If you are going to connect to a remote host computer using public-key authentication, you will have to generate a key pair before connecting.
Public-key authentication is based on the use of digital signatures. Each user creates a pair of key files. One of these key files is the user's public key, and the other is the user's private key. The server knows the user's public key, and only the user has the private key.
When the user tries to authenticate, the server checks for matching public keys and sends a challenge to the user end. The users are authenticated by signing the challenge using their private keys.
Remember that your private key file is used to authenticate you. Never expose your private keys. If anyone else can access your private key file, they can attempt to log in to the remote host computer as you, and claim to be you. Therefore it is extremely important that you keep your private key file in a secure place and make sure that no one else has access to it.

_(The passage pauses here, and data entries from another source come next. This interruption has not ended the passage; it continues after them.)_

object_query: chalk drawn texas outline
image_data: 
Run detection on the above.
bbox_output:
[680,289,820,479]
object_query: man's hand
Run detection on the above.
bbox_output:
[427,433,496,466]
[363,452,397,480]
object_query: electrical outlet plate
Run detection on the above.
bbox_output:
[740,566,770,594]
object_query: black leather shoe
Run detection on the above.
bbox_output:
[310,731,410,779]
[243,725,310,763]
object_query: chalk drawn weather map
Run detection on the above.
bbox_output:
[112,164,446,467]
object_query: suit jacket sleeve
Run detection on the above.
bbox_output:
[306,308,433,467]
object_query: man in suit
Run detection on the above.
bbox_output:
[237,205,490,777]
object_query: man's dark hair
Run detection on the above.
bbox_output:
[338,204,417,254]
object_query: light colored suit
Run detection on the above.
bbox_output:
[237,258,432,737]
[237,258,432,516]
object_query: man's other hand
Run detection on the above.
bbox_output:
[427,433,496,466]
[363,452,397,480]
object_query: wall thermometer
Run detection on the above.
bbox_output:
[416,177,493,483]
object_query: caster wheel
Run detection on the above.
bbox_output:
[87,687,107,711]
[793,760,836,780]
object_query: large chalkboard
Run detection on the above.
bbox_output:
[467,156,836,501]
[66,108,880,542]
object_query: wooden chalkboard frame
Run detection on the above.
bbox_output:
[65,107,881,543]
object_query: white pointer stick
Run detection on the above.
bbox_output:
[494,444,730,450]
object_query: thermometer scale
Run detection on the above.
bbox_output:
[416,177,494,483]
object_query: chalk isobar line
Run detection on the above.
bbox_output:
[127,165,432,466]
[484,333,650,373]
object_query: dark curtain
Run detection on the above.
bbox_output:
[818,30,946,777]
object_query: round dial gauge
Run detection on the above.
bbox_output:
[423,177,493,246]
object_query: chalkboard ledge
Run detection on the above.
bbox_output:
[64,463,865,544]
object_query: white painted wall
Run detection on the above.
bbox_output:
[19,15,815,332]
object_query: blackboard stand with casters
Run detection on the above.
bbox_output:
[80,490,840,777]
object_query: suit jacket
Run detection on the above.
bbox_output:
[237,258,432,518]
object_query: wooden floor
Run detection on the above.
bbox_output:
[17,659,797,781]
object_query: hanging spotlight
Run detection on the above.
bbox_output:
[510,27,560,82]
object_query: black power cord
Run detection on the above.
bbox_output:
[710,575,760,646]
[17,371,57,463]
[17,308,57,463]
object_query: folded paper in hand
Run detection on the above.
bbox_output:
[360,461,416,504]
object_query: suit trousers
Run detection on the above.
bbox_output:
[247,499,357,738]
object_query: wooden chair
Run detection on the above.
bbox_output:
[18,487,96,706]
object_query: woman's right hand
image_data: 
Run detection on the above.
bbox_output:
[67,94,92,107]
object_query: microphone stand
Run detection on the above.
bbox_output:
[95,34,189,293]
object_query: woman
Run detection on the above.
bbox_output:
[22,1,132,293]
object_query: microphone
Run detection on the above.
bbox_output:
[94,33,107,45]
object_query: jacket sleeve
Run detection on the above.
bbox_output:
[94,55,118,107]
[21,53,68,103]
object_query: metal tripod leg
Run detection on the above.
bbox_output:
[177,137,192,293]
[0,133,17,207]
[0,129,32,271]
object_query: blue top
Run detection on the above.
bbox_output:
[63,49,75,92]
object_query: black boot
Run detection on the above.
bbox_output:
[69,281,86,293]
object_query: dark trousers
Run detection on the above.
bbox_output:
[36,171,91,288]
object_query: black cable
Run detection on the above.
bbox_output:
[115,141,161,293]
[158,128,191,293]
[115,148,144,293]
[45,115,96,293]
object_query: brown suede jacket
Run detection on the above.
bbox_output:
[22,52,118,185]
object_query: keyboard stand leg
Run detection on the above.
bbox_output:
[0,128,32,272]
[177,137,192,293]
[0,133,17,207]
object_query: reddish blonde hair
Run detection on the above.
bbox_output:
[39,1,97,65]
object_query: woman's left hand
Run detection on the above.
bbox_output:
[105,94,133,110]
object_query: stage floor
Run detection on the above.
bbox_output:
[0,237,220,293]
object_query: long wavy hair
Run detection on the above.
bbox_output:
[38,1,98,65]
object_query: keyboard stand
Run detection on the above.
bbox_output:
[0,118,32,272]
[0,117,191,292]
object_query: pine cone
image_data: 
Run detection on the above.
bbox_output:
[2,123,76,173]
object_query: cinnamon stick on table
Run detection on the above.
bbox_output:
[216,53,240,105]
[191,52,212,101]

Do not use public-key authentication on a computer that is shared with other users. Generate keys only on your personal computer that no one else can access!

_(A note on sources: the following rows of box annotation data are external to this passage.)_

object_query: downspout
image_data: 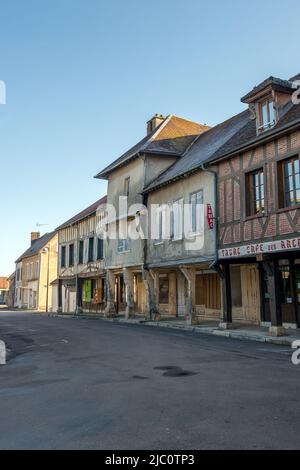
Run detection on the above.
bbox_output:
[200,163,219,270]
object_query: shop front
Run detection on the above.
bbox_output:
[219,238,300,331]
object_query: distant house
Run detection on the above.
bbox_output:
[15,231,58,311]
[53,196,106,312]
[0,277,9,305]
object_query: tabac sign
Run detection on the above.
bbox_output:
[219,237,300,258]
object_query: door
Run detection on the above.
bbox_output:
[177,275,185,317]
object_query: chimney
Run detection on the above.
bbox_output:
[147,114,165,135]
[30,232,41,246]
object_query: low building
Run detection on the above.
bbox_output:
[206,70,300,335]
[0,277,9,305]
[15,231,58,312]
[53,196,106,312]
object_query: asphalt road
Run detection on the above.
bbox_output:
[0,311,300,450]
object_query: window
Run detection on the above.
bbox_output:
[69,243,74,267]
[60,246,66,268]
[118,238,129,253]
[170,199,183,240]
[88,237,94,263]
[258,99,275,131]
[78,240,84,264]
[278,156,300,208]
[159,275,169,304]
[190,190,204,233]
[246,169,265,216]
[124,177,130,197]
[97,238,103,259]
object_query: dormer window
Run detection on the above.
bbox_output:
[258,98,275,132]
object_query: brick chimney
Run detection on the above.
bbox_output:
[147,114,165,135]
[30,232,41,245]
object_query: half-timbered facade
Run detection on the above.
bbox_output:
[56,197,106,312]
[96,115,207,317]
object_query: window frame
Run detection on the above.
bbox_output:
[245,167,266,217]
[277,154,300,209]
[60,245,67,268]
[124,176,130,197]
[88,237,95,263]
[189,188,204,234]
[78,240,84,265]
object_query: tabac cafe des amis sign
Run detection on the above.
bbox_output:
[219,237,300,258]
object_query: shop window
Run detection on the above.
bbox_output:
[69,243,74,267]
[230,266,243,307]
[246,169,265,216]
[159,276,169,304]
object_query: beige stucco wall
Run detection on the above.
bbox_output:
[58,215,104,278]
[147,171,216,265]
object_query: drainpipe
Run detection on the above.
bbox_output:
[200,163,219,271]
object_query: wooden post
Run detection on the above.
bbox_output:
[219,263,232,329]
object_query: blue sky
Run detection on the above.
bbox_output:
[0,0,300,275]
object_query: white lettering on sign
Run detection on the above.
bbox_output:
[219,238,300,258]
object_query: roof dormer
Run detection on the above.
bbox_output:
[241,77,295,134]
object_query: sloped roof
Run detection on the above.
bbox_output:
[56,196,107,230]
[144,103,300,193]
[16,230,57,263]
[0,277,9,289]
[95,115,209,179]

Also note that if you are using the Windows roaming profiles functionality, your personal settings will be replicated with the roaming profile server. If you store your private keys in the default location (under the profile folder of your Windows user account) your private keys may be susceptible to a malicious user listening to the network traffic. Therefore the User Settings folder should not be a directory that is used in profile roaming.
In order to use public-key authentication, you must first generate your own key pair. You can generate your own key files with the help of a built-in Key Generation wizard.
You can also import existing keys on the Keys page of the Settings dialog. See Section Managing Keys.